ACCRA (Reuters) - Les dirigeants africains se retrouvent dimanche au Ghana pour un sommet de trois jours consacré au projet de création d'un gouvernement continental, un ordre du jour que certains jugent bien éloigné des urgences humanitaires telles que les conflits au Darfour ou en Somalie.
Les 53 pays de l'Union africaine doivent avoir au Ghana un "Grand Débat" sur la création d'Etats-Unis d'Afrique dotés d'un gouvernement fédéral, rêve entretenu de longue date par les partisans de l'intégration panafricaine.
Pour les organisateurs, ce sommet constitue un hommage au premier président du Ghana indépendant, Kwame Nkrumah, ardent défenseur de l'unité africaine.

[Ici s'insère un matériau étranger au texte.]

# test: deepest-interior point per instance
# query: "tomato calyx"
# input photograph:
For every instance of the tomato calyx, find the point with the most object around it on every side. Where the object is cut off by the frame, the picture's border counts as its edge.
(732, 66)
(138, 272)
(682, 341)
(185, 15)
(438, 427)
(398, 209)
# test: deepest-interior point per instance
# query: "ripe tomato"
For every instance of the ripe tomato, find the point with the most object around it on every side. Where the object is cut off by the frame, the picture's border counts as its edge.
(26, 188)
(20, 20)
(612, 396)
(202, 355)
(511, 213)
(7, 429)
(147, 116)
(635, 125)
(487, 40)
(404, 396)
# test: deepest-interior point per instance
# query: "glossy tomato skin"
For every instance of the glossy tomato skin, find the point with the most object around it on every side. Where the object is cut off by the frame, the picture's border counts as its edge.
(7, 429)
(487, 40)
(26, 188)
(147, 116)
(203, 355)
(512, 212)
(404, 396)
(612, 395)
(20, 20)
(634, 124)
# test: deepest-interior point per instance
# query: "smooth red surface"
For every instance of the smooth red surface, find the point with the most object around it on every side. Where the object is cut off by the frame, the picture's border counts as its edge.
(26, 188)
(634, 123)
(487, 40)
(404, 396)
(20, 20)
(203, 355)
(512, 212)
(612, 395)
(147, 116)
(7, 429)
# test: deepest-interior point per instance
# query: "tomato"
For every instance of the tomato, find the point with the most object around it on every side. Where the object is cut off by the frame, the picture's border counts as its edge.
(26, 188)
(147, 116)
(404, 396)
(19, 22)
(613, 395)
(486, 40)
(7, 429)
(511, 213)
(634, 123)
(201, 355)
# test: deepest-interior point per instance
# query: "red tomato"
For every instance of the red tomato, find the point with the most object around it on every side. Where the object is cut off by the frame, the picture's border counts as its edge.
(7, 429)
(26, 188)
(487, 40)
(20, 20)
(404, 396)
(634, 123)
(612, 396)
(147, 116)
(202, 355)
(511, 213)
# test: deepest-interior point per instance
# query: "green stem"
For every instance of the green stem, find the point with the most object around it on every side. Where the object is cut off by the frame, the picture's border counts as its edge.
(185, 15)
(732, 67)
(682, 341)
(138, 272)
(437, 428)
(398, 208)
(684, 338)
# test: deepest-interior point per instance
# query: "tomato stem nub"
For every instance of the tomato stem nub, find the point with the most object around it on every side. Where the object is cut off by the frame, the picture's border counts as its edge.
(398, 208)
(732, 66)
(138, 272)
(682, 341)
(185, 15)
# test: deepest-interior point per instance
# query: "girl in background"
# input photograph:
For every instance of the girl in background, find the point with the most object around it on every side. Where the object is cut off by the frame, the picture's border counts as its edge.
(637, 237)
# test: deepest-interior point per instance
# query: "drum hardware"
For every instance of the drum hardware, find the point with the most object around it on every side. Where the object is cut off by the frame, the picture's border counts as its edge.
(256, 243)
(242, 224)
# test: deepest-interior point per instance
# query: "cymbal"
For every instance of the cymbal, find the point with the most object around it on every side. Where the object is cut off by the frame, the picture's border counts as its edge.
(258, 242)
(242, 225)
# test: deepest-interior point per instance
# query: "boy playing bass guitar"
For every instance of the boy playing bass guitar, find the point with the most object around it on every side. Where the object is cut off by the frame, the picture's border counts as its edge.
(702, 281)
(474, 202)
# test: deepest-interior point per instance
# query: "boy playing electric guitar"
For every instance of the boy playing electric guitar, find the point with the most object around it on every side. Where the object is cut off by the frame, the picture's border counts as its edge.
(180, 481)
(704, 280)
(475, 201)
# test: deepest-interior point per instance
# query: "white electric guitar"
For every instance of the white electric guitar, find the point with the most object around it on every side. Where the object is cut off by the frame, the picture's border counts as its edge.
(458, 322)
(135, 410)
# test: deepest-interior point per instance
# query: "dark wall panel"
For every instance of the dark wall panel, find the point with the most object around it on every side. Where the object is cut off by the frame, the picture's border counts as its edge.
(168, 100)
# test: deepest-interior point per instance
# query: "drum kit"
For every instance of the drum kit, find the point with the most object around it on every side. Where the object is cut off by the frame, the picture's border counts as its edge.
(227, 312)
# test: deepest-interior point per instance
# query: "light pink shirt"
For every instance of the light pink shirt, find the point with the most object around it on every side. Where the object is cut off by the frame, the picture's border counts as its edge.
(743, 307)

Certains doutent toutefois de l'efficacité d'un éventuel gouvernement fédéral en Afrique, continent ravagé par des décennies de guerres, de coups d'Etat et de massacres reflétant généralement les divisions ethniques et religieuses d'un continent divisé selon des lignes artificielles tracées par les anciennes puissances coloniales.
Si beaucoup d'Africains partagent la vision d'un continent uni, riche en ressources naturelles et permettant à ses 800 millions d'habitants de s'exprimer d'une seule et même voix sur la scène internationale, les organisations non gouvernementales invitent les dirigeants à s'attaquer en priorité aux problèmes les plus urgents.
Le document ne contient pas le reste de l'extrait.